Pourquoi sont-ils venus et partis ? Qu’est-ce qui s’est passé dans ces zones ? Personne ne le sait, l’humanité ne peut que théoriser sur le sujet. Les zones sont devenues pour elle un nouveau champ d’exploration où tout peut arriver. Ce sont de véritables enclaves. Imaginez un lieu que vous connaissez depuis toujours, vous y avez grandi, c’est peut-être une vallée où vous alliez vous promener ou encore le quartier où vivent certains de vos amis… Et d’un coup ces lieux si familiers sont touchés par des phénomènes inexplicables. Ils deviennent irrémédiablement différents et pourtant vous voyez toujours ces endroits maintes fois parcourus. Ils semblent identiques, mais sont devenus mortellement dangereux. Les personnages de ce roman n’ont pas compris ce qui s’était passé, ils n’ont pas vu les extraterrestres, mais tout a indubitablement changé avec leur passage. Et ces derniers ont laissé des choses derrière eux…
Stalker nous plonge dans ce monde en plein bouleversement, toute une civilisation littéralement heurtée par une autre et qui cherche à comprendre ainsi qu’à s’emparer de ce qui lui a été laissé par les visiteurs. C’est cela que font les stalkers, ils vont dans la Zone et en ramènent ce qu’ils peuvent, certains légalement car ils travaillent pour des instituts scientifiques, d’autres dans l’illégalité pour revendre leur butin au plus offrant. Mais même si l’on survit au voyage, on ne peut espérer sortir totalement indemne de la Zone…
Stalker se divise en cinq parties et toutes, étant espacées de plusieurs années, nous montrent l’évolution de l’activité de stalker, mais aussi celle de l’humanité elle-même de par son contact avec la Zone.
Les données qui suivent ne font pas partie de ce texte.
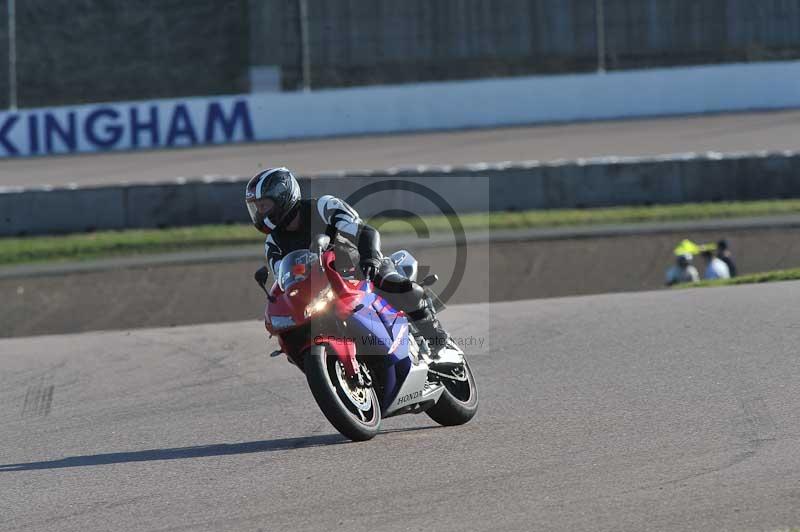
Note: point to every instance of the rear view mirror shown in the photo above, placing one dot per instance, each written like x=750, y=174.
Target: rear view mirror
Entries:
x=429, y=280
x=320, y=243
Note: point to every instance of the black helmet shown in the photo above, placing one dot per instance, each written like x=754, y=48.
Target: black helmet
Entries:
x=272, y=197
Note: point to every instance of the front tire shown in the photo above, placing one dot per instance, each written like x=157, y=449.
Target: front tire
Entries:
x=459, y=401
x=354, y=411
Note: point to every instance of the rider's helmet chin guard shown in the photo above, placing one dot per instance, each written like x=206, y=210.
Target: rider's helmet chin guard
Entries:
x=272, y=198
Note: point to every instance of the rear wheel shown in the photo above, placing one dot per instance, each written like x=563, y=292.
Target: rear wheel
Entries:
x=352, y=409
x=459, y=401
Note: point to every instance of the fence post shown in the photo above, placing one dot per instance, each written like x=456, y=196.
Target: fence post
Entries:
x=600, y=21
x=305, y=45
x=12, y=55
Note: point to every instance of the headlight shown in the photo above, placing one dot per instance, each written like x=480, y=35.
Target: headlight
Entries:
x=281, y=322
x=319, y=303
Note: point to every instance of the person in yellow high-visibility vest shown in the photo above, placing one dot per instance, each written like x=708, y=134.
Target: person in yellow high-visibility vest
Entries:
x=683, y=271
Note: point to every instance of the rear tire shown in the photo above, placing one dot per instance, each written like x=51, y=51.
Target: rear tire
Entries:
x=458, y=403
x=353, y=411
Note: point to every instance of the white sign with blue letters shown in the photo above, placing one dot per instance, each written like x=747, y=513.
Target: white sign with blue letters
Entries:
x=125, y=126
x=400, y=108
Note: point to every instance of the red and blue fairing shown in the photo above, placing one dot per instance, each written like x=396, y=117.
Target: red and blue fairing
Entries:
x=374, y=327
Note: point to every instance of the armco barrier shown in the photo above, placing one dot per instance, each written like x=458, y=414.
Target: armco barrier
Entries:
x=474, y=188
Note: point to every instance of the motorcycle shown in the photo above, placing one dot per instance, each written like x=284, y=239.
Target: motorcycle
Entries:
x=363, y=360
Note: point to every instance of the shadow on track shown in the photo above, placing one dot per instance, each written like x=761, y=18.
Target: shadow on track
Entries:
x=199, y=451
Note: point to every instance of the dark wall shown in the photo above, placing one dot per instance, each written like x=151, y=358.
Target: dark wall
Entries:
x=73, y=51
x=355, y=42
x=94, y=50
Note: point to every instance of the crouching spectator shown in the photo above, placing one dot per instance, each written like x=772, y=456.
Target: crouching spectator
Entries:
x=683, y=271
x=715, y=267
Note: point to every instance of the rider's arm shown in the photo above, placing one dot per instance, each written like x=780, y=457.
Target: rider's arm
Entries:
x=345, y=219
x=272, y=254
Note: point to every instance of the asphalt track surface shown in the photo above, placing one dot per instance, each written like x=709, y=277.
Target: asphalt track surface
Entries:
x=675, y=410
x=773, y=131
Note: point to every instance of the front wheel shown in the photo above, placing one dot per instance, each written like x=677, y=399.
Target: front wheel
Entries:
x=353, y=410
x=459, y=401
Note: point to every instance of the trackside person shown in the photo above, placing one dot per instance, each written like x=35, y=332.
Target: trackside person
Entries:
x=724, y=254
x=715, y=268
x=683, y=271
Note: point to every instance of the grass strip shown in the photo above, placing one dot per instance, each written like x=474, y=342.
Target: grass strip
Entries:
x=103, y=244
x=753, y=278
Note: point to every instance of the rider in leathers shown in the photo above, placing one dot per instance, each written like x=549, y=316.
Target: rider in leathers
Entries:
x=290, y=223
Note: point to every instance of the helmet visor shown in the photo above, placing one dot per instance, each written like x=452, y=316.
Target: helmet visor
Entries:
x=260, y=210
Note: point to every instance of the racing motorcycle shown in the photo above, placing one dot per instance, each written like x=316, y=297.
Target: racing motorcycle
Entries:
x=363, y=360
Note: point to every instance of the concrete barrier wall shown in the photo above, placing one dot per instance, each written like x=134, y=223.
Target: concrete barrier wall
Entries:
x=475, y=188
x=391, y=109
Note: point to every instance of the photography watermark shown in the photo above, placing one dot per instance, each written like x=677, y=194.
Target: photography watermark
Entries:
x=463, y=342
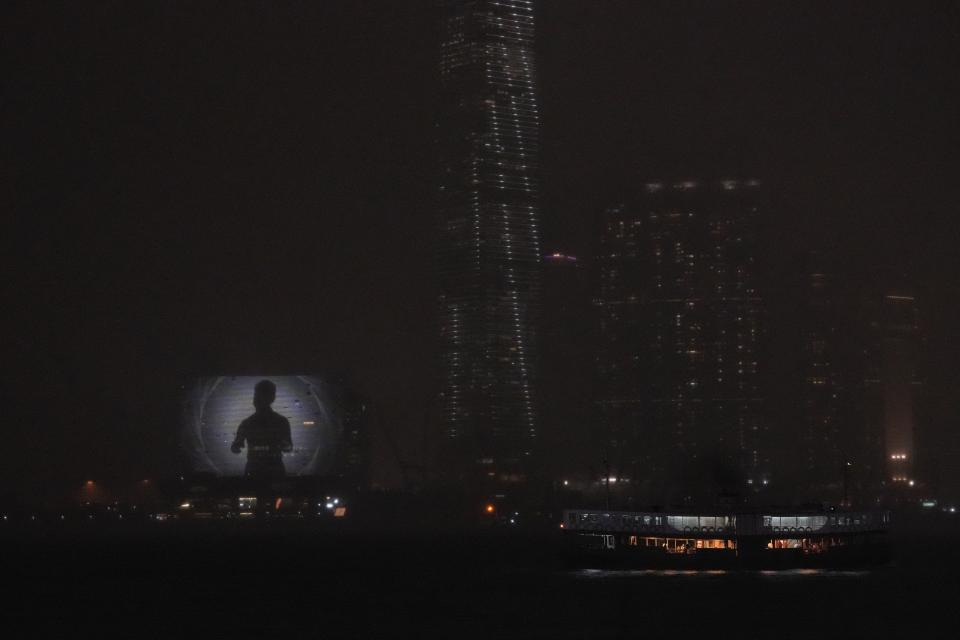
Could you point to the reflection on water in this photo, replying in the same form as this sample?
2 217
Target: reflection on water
781 574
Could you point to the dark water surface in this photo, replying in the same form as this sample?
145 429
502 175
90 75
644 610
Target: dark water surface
228 583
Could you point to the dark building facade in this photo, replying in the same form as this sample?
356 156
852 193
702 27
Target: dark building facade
679 396
566 354
823 461
489 246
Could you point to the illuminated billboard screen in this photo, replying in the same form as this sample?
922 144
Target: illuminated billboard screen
266 425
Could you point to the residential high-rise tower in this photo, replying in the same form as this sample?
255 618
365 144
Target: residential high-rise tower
680 406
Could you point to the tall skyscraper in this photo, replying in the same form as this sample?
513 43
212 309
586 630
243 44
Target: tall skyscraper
680 320
489 243
900 384
566 355
891 396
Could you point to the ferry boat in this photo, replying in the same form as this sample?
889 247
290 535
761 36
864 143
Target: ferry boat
757 539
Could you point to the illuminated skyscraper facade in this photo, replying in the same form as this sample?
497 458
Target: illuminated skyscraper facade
680 401
489 246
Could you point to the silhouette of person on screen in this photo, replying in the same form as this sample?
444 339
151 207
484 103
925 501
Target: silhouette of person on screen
266 434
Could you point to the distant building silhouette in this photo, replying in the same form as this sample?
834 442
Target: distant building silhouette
823 389
489 244
566 355
680 316
898 384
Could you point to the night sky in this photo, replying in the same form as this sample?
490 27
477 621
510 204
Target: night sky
200 188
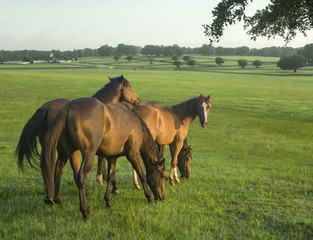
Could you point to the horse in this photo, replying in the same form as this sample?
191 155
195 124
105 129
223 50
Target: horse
169 125
110 130
184 158
118 89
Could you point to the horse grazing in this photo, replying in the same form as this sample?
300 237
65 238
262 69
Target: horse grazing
184 158
169 125
110 130
118 89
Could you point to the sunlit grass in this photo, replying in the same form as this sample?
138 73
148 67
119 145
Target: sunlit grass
251 170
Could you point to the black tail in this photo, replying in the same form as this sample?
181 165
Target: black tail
27 145
48 153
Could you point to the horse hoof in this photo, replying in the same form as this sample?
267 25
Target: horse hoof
172 182
48 201
115 191
108 205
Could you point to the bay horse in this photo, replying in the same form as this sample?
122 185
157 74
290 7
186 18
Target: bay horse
184 159
169 125
110 130
118 89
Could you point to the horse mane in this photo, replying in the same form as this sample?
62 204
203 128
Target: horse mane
186 107
110 90
147 134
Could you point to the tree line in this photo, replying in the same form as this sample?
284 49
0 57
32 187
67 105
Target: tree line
155 50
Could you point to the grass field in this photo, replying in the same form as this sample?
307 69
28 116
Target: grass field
251 170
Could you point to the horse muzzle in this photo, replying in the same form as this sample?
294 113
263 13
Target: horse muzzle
137 102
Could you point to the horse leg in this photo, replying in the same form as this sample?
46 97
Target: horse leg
101 171
135 180
110 179
87 164
61 161
175 149
161 150
135 159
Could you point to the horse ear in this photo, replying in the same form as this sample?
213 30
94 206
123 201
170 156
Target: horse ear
162 162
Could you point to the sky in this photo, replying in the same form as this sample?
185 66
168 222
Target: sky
78 24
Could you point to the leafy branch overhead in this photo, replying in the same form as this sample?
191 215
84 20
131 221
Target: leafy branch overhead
283 18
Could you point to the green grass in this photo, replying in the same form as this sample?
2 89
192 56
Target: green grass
251 170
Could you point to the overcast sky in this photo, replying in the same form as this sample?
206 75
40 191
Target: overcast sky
79 24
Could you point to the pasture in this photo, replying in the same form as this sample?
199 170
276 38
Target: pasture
251 170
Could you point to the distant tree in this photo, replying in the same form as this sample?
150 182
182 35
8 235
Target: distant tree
27 59
186 58
242 51
219 61
117 57
307 52
257 63
242 63
294 62
177 63
105 50
278 18
191 62
129 58
207 50
151 59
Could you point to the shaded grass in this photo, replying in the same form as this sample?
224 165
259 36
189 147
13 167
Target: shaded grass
251 169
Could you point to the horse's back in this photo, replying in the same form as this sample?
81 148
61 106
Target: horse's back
150 115
85 123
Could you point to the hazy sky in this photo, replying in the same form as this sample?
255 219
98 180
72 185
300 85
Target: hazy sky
78 24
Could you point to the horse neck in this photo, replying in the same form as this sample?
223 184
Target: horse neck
108 94
186 111
148 150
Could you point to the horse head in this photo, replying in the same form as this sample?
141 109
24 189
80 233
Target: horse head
203 109
127 93
184 161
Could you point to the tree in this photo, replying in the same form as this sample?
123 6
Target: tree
278 18
177 63
191 62
27 59
175 58
105 50
207 50
151 59
129 58
117 57
307 52
257 63
219 61
242 63
186 58
292 62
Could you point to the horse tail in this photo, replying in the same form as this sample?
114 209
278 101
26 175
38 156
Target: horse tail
48 153
27 145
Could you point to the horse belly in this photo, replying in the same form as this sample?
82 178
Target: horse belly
112 146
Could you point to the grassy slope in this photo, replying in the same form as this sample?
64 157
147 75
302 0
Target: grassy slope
251 169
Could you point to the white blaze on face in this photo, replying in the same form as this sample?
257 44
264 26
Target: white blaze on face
205 105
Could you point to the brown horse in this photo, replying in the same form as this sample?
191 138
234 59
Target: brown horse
169 125
118 89
110 130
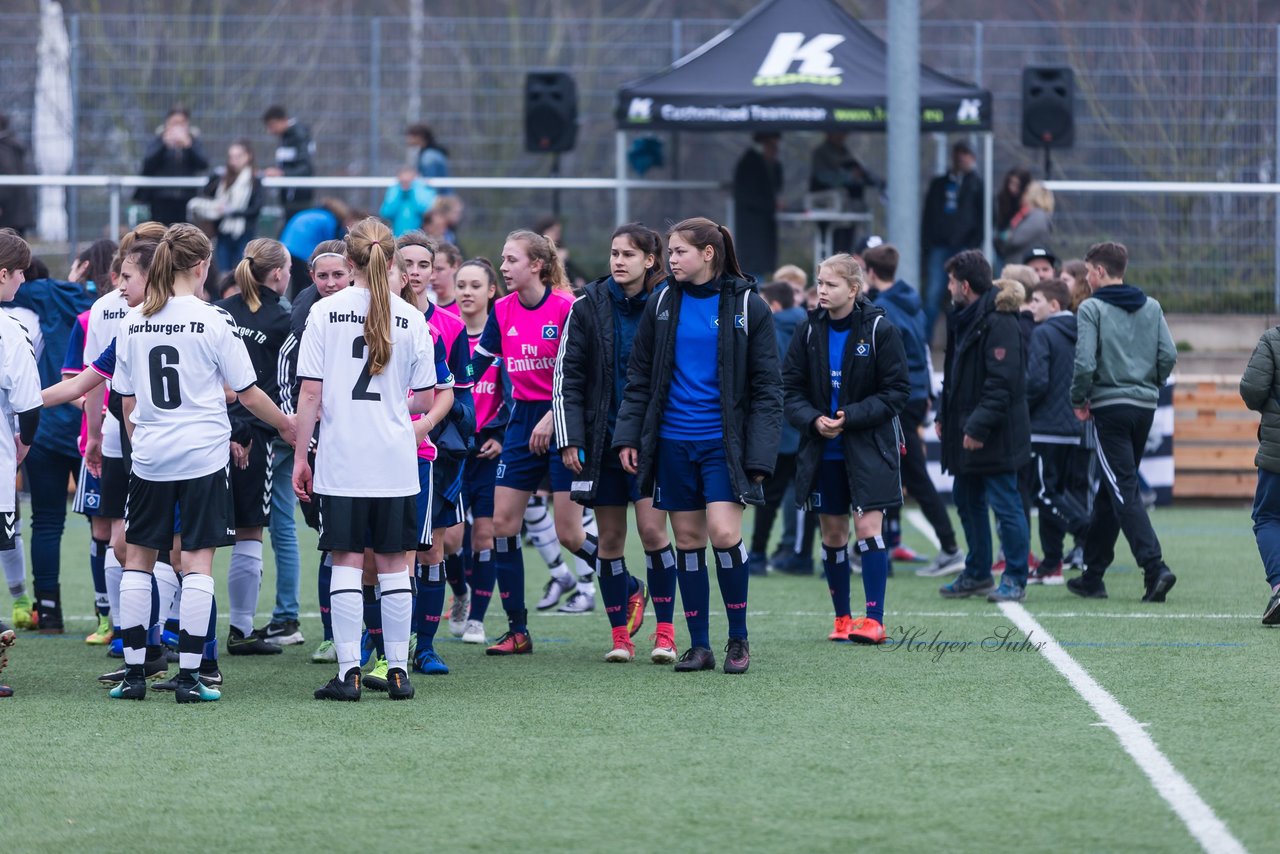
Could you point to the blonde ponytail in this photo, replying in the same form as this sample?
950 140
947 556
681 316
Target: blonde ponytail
182 247
261 256
371 247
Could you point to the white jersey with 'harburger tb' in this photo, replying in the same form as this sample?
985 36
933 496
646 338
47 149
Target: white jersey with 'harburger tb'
366 447
19 392
104 320
176 364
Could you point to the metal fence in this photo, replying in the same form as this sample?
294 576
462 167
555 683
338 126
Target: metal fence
1155 103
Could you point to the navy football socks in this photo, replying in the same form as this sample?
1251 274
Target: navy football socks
835 561
695 594
732 576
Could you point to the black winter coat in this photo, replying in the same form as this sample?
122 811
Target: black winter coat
984 389
1050 364
749 379
583 386
956 231
873 391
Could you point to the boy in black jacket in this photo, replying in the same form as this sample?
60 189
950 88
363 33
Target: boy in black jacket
983 424
1055 429
845 382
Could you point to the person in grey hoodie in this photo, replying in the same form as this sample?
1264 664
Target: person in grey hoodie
1123 356
1260 388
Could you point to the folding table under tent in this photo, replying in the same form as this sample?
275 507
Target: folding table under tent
792 65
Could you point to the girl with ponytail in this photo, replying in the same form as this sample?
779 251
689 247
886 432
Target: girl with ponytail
524 332
700 421
364 348
176 355
589 378
263 324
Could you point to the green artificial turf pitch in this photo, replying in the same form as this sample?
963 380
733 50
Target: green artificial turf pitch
819 747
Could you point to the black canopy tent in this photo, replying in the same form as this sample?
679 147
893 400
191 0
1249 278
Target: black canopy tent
792 65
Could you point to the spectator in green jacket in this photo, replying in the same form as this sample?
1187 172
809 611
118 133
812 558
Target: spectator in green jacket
1260 387
1123 356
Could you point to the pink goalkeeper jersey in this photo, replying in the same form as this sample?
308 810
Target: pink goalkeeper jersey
528 341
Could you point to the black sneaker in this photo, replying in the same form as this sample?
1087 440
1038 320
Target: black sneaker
191 689
398 688
49 612
1159 584
132 686
341 689
737 656
152 668
241 644
214 679
1271 616
965 585
694 660
1087 585
282 634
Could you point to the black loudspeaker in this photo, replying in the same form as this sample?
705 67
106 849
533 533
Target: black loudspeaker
551 112
1048 106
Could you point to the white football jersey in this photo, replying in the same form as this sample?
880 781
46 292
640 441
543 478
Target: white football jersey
19 392
366 447
104 319
174 364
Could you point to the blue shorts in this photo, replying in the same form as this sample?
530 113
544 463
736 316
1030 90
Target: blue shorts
830 496
433 510
616 488
88 493
522 469
478 482
691 475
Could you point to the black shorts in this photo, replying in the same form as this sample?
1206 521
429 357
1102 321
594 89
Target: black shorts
8 530
205 505
251 487
114 485
387 524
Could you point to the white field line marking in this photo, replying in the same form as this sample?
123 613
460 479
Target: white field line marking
1173 786
967 615
919 523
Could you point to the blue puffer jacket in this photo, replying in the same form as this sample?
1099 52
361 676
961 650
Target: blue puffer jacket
903 307
784 327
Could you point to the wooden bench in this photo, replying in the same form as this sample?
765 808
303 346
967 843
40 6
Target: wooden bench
1215 438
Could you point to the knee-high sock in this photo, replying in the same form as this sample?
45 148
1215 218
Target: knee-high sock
323 581
112 570
481 583
211 633
695 594
613 589
374 620
344 599
97 569
429 604
397 601
508 563
585 560
243 581
661 572
14 567
874 575
135 613
732 576
197 603
169 588
453 574
835 561
542 533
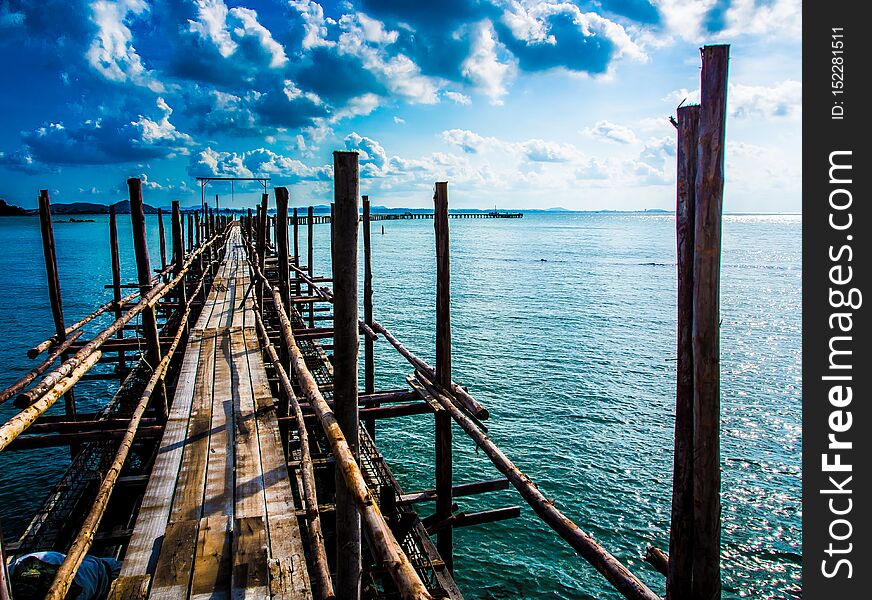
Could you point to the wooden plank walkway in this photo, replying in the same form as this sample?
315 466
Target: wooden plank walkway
218 519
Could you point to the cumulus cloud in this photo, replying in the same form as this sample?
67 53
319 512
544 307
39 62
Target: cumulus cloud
255 163
111 52
107 140
782 99
458 98
612 132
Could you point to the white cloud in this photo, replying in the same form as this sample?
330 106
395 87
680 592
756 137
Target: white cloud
111 52
162 132
227 28
483 68
314 24
458 98
612 132
255 163
782 99
211 24
249 26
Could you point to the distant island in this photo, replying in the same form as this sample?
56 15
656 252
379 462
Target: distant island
10 210
73 208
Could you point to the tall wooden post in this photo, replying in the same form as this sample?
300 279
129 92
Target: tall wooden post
282 242
296 250
54 286
162 239
445 537
332 210
179 254
262 229
345 343
143 272
706 330
368 346
310 259
680 565
116 279
191 235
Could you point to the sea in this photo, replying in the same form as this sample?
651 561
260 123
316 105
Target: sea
563 326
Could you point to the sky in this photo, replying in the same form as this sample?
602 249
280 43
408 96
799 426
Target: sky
517 104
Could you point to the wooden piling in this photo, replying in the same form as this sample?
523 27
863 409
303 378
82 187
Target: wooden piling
706 330
178 252
116 279
368 346
296 262
143 271
444 455
191 234
54 285
679 576
345 343
310 259
282 242
162 240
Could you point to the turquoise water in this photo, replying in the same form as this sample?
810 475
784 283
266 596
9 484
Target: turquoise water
574 357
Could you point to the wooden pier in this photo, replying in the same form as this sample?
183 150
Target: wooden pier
327 219
238 456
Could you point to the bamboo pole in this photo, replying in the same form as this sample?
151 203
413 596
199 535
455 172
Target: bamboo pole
316 534
162 240
612 569
262 228
680 571
115 257
466 401
12 428
345 349
39 369
282 242
384 545
178 251
143 270
368 345
296 249
85 539
69 367
444 458
706 330
54 284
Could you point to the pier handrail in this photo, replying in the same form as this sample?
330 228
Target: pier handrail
66 573
316 535
53 340
465 410
54 385
385 546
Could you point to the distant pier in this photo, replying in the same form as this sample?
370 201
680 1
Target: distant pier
323 219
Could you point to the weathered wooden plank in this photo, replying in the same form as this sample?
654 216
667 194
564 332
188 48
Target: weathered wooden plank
288 575
190 485
219 467
142 552
211 577
249 484
173 572
133 587
250 574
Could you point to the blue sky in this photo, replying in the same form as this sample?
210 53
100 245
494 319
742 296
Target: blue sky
518 104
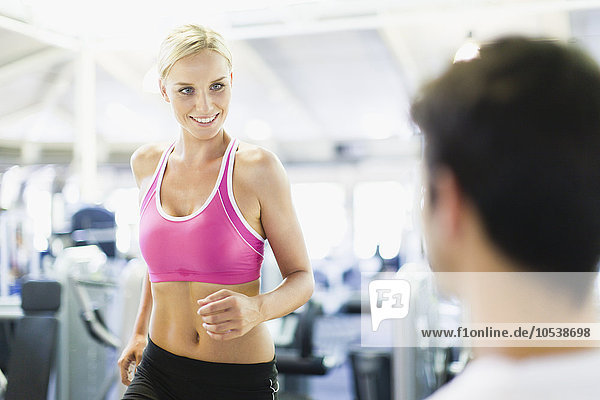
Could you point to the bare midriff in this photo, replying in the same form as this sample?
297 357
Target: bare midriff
176 326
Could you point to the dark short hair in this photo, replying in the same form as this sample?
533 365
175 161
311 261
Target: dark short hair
519 127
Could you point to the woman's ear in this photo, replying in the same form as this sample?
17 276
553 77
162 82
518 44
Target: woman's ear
163 91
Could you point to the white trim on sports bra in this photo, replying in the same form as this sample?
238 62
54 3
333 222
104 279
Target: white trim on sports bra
208 200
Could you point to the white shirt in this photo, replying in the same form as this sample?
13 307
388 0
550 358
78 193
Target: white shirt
574 376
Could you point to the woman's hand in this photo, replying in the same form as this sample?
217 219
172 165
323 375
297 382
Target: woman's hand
227 314
132 353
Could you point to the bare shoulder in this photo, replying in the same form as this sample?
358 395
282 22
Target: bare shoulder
260 166
145 160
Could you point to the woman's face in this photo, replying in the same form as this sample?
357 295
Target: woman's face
199 90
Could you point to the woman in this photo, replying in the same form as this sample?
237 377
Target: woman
208 202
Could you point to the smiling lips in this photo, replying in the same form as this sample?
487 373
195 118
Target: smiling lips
205 120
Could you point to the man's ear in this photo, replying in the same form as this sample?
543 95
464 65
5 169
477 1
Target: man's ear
450 203
163 91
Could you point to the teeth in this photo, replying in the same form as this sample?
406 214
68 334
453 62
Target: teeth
205 120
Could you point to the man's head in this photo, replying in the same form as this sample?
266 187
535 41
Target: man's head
516 134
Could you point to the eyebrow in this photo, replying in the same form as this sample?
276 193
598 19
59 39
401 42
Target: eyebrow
191 84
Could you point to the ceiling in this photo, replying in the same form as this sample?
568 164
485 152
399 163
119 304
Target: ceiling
309 76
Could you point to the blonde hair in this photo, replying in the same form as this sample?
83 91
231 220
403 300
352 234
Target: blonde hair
186 40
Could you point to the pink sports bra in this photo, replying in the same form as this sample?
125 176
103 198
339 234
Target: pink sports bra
215 244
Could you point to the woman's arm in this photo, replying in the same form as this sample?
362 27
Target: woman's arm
139 338
143 163
228 314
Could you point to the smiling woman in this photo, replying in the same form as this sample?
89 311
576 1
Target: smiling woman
208 203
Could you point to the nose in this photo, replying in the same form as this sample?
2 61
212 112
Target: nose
203 103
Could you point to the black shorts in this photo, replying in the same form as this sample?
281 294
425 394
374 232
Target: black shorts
165 376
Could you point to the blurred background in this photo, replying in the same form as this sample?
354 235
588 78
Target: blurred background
325 84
Le prologue, par exemple, est l’extrait de l’interview radiophonique d’un savant, on y évoque la nature de ces zones d’impact et une théorie sur leur origine, mais également la naissance du métier de stalker. Au début le terme ne semble s’appliquer qu’aux personnes qui se rendent illégalement dans la Zone.
Ces « tranches » de vie que constituent les différents chapitres apparaissent comme découpées dans la masse et sont accessibles, tout en n’étant pas non plus parfaitement limpides pour le lecteur qui se tient à l’extérieur du récit. Par exemple, on ne nous explique jamais vraiment à quoi ressemble la « gelée de sorcière » comme la nomment les stalkers et si le contexte permet de se faire une vague idée sur cette chose, elle reste très abstraite pour nous. C’est un bon choix selon moi, ça donne une certaine authenticité au récit et c’est vraiment très bien fait, on en sait toujours suffisamment.
Les chapitres mettent le plus souvent en scène un personnage en particulier, Redrick Shouhart, un stalker, à plusieurs périodes de sa vie. Le premier chapitre est narré à la première personne, créant ainsi une certaine proximité avec le personnage qui semble s’adresser à nous. Les autres mettent un peu plus de distance, mais j’ai pour ma part été fascinée par l’évolution de cet homme. Tout m’a intéressée, ce qu’il est, ce qu’il ne souhaite pas devenir, ce qu’il est obligé de faire, l’évolution de son travail, et voir par son regard tout ce qui a trait à la Zone, du temps où celle-ci n’était pas surveillée à celui où elle est jalousement gardée et largement pillée.
J’aime bien Red, personnage désabusé, mais qui sait rester digne et surtout respectueux de son prochain, ce qui n’est vraiment pas évident dans ce contexte. Il vit dans une société qui s’étiole, il est confronté à toutes sortes d’épreuves, mais pire que celles qu’il vit dans la Zone, il y a son environnement moral, la peur, la haine, la tentation d’être un salopard pour mieux s’en sortir. Mais Red, lui, cherche juste à rétablir l’égalité de ses propres chances. Il ne verse pas dans la bonté excessive ni dans l’extrême misanthropie (même s’il n’en est pas loin parfois), il essaie de s’en sortir tout en restant humain. C’est un personnage magnifiquement construit.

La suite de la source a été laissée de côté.